We then weighed the number of doctors disciplined over five years versus the number of doctors in that state practicing, and up with sort of a metric, I guess: doctors disciplined per (one) thousand (practicing doctors).
In Kentucky, which we featured in Tuesday's edition, more than 12 doctors out of every 1,000 were disciplined over five years for overprescribing these opioids and other narcotics.
In Pennsylvania, by contrast, it was roughly one out of every 1,000 (doctors disciplined per one thousand practicing doctors).
So, there were really big differences in how aggressively the states went after doctors who were viewed as over-prescribing.
JR: You mentioned that Kentucky, in particular, is cracking down on the physicians. So, you found that seems to have had an effect on overdose rates generally or fatalities specifically?
RL: Yeah. And I should note that in any state, including Kentucky, it's been a fraction, a minority, of the physicians who've gone off the reservation, as they say, in regards to prescribing these drugs. But certainly in Kentucky the approach was most aggressive of the seven states with more than 1 percent of the doctors disciplined for narcotics prescribing, and there the prescribing of opioids dropped about 12 percent over two years, and, contrary to all the other states in the national trends, the level of drug overdoses plateaued and actually declined slightly in Kentucky.
JR: So that suggests that Pennsylvania has some work to do when it comes to fighting abuse of these drugs. This is something that Governor Wolf has talked about a considerable amount. What more needs to be done for Pennsylvania?
RL: Hopefully by the end of this year we'll be the 49th state to have a database with which doctors can check their patients' drug histories and, frankly, with which the regulators can check the doctors' prescribing practices.
Our state regulators are also looking at adopting guidelines for opioid prescribing. When is it appropriate? How much? When do you stop? Many other states have adopted guidelines; we have very voluntary unofficial guidelines, but, hopefully, by the end of the year our medical boards will be making them official.
And one thing we haven't touched yet in Pennsylvania is mandatory doctor education related to opioid prescribing. In Kentucky, every doctor has to take four-and-a-half hours of ongoing education in that subject every two years; in Pennsylvania, there's no such requirement. So, there's a lot left to do.
JR: So, going back to where we started and the role of doctors in contributing to this epidemic. You spoke with several doctors over of the course of this series.
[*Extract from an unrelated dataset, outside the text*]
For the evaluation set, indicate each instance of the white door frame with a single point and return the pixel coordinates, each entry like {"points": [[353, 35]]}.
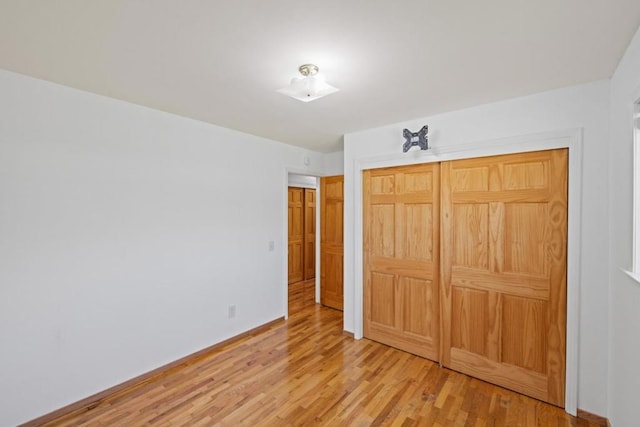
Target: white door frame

Is there any concern among them, among the medical community broadly, of an over-correction that the pendulum could swing, you know, too far back in the other direction and physicians would again be reluctant to prescribe drugs that patients might really need?
RL: Oh, there's loads of very thoughtful concern about that, sure. And anybody, like me, who's watched a loved one die of cancer knows that there's a place for pain medication.
We've been getting calls, and, in fact, we've interviewed many doctors who've said, "Yeah there's a problem, but, you know what? If you in the media, then the regulators at the state level go too far in the other direction, then there's going to be a scarcity of these drugs for people who really need them.”
And, yeah, we've been hearing from patients the last couple of days as we've published this series saying, "You know, I see your point, but, boy, my doctor's already skittish, and now, after what you guys are publishing, he's going to cut me off completely. And I have legitimate needs, and these drugs help me to participate in life and enjoy life."